Capacity estimation is not a math test. It’s a way to justify your later choices: “we need a CDN because media bandwidth is X GB/s,” “we need to shard because storage is Y PB/year.”

Round aggressively. Nobody cares whether it’s 4,200 or 5,000 QPS.

Anchor numbers

Start with one concrete user count. Pick something defensible and derive everything from it:

Everything else falls out.

Write QPS

300M users × 0.5 tweets/day = 150M tweets/day
150M / 86,400s ≈ 1,700 tweets/s average
Peak ≈ 3× average ≈ 5,000 tweets/s

Five thousand writes per second is small for any modern datastore — a managed DynamoDB table or a single well-tuned Postgres handles it without breaking a sweat. The interesting problems are reads and storage, not writes.

Read QPS

300M × 50 reads/day = 15B reads/day
15B / 86,400 ≈ 175,000 reads/s average
Peak ≈ 500,000 reads/s

Half a million reads per second is the number that drives everything: caching, fanout, read replicas.

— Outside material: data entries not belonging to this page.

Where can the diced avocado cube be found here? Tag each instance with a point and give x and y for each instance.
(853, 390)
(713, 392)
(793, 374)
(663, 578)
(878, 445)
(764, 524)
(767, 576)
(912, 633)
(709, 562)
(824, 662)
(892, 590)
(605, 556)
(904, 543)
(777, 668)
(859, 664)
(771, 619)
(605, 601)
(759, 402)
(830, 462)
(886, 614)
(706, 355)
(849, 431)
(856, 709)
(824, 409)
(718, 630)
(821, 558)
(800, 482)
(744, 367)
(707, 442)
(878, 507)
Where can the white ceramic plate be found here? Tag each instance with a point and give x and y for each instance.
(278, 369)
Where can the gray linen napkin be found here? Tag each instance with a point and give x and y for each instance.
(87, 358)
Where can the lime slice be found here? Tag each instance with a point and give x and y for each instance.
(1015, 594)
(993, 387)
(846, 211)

Read:write ≈ 100:1. Keep this in your head.

Storage

Per tweet:

150M tweets/day × 1 KB = 150 GB/day of tweet text
× 365 = ~55 TB/year

Manageable. But media dominates:

~10% of tweets have media, average 200 KB
15M media tweets/day × 200 KB = 3 TB/day
× 365 = ~1 PB/year

This is why media goes to blob storage (S3) behind a CDN, never inline in your tweet records.

Bandwidth

Outbound timeline traffic:

500K reads/s × 20 tweets/page × 1 KB ≈ 10 GB/s of text

Plus media served by CDN — orders of magnitude more, but that’s the CDN’s problem, not your origin’s.

What this buys you

When you later say “we need Redis to cache home timelines,” you can point at 500K reads/s and say “the database can’t take that.” When you say “media goes to S3 + CloudFront,” you can point at 1 PB/year. The numbers turn architectural choices from opinions into consequences.